El arte, lo dijo Fernando Pessoa, otro de los retratados en este armónico conjunto, nos libra ilusoriamente de la sordidez de existir. Los grandes autores son capaces de proporcionar esa ilusión con sus obras, de sacarnos de nosotros para vivir en lo imaginado por ellos. Esos creadores de ilusión, sin embargo, son también personas con más o menos las mismas pasiones, los mismos sueños, las mismas vilezas y las mismas grandezas que todos los demás.

Graham Greene confesaba escribir para vengarse de Carter, el tipo duro que lo humillaba en el colegio. A Jorge Luis Borges se lo llevó su padre de putas siendo un adolescente y no pudo después normalizar su relación con ninguna mujer porque, en palabras de Bioy Casares, él se enamoraba y ellas lo placaban. James Joyce y su mujer Nora vivieron en continua exaltación erótica.

Ella le contó la historia de Michael Bodkin, un muchacho enamorado suyo que tiró unas piedrecitas a los cristales de la ventana de su cuarto la última noche que ella pasó en Galway antes de irse a Dublín a servir. Al asomarse lo vio estremecido, llorando bajo el aguacero. El chico murió quince días después. Joyce padeció unos celos retrospectivos que excitarían su imaginación y convertiría esta historia en Los muertos.

Entre estas páginas están también Zelda y Francis Scott Fitzgerald caminando desde el glamour hacia la destrucción; la verborrea y las adicciones de Truman Capote: «Soy alcohólico. Soy drogadicto. Soy homosexual. Soy un genio»; los amores de Franz Kafka; la afición al whisky de William Faulkner; la afición a Faulkner de Juan Benet y su competición literaria con su amigo Luis Martín-Santos; Rainer Maria Rilke seduciendo a sus condesas y viviendo en palacios de prestado; el entorno familiar y las pulsiones de Tennessee Williams; las fiestas, las tertulias, los hoteles de Dorothy Parker; el epitafio y el mar de Joseph Conrad; Julio Cortázar en bicicleta por París y Picasso dándole la matraca a Gertrude Steine para que quite un Matisse de la pared, también en París; el gusto por la cazalla lisboeta de Fernando Pessoa? Y más. Todo en un libro a la vez colectivo y personal con el que Manuel Vicent parece estar diciéndonos: «Miradlos, eran hombres iguales a nosotros». Eran capaces de caer muy bajo. Podían emborracharse, perderlo todo en las mesas de juego, espiar a sus amigos.
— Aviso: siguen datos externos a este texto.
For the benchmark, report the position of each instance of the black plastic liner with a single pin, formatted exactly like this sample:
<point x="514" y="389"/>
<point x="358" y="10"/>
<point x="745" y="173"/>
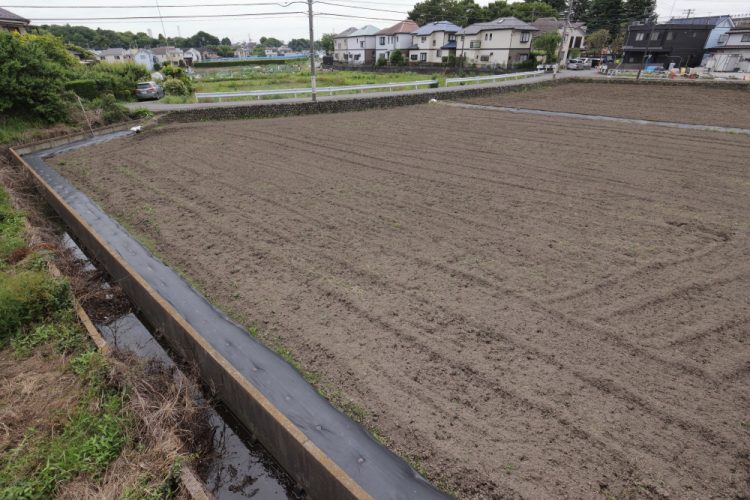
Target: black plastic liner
<point x="378" y="471"/>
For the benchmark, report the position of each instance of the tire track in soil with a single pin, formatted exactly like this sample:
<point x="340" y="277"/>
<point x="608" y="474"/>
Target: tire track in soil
<point x="555" y="403"/>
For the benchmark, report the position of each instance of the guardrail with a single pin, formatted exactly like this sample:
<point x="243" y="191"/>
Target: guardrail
<point x="488" y="78"/>
<point x="320" y="90"/>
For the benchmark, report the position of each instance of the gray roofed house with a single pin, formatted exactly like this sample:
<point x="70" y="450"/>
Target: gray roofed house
<point x="115" y="55"/>
<point x="431" y="28"/>
<point x="355" y="46"/>
<point x="368" y="30"/>
<point x="504" y="42"/>
<point x="502" y="23"/>
<point x="575" y="34"/>
<point x="13" y="22"/>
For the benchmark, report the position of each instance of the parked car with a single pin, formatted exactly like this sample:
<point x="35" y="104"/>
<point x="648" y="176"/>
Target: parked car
<point x="148" y="90"/>
<point x="579" y="64"/>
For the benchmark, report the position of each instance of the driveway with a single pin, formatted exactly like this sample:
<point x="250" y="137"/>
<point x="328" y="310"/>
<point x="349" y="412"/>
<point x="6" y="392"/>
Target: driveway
<point x="157" y="106"/>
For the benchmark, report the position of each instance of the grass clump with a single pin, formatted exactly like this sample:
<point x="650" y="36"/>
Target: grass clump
<point x="11" y="227"/>
<point x="28" y="298"/>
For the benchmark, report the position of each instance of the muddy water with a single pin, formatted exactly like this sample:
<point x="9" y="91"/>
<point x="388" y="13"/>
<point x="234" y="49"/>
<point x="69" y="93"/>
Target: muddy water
<point x="239" y="466"/>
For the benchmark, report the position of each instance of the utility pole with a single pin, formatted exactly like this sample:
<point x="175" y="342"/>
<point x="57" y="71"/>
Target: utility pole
<point x="564" y="38"/>
<point x="313" y="81"/>
<point x="648" y="46"/>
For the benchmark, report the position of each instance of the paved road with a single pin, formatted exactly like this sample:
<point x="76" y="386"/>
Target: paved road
<point x="156" y="106"/>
Podían ser vanidosos, egoístas, manipuladores, desatentos con el prójimo. A alguno de ellos incluso lo atenazó la pobreza, como a Camus, o, peor, la locura. Podían incluso enfermar y morir, como todo el mundo, pero ellos escribieron Esperando a Godot, El ruido y la furia, La invención de Morel, El tercer hombre, A sangre fría, El Gatopardo, La montaña mágica, El Aleph, El lobo estepario y otras cosas por el estilo que a diario nos hacen entender que la literatura es la manera más agradable de ignorar la vida.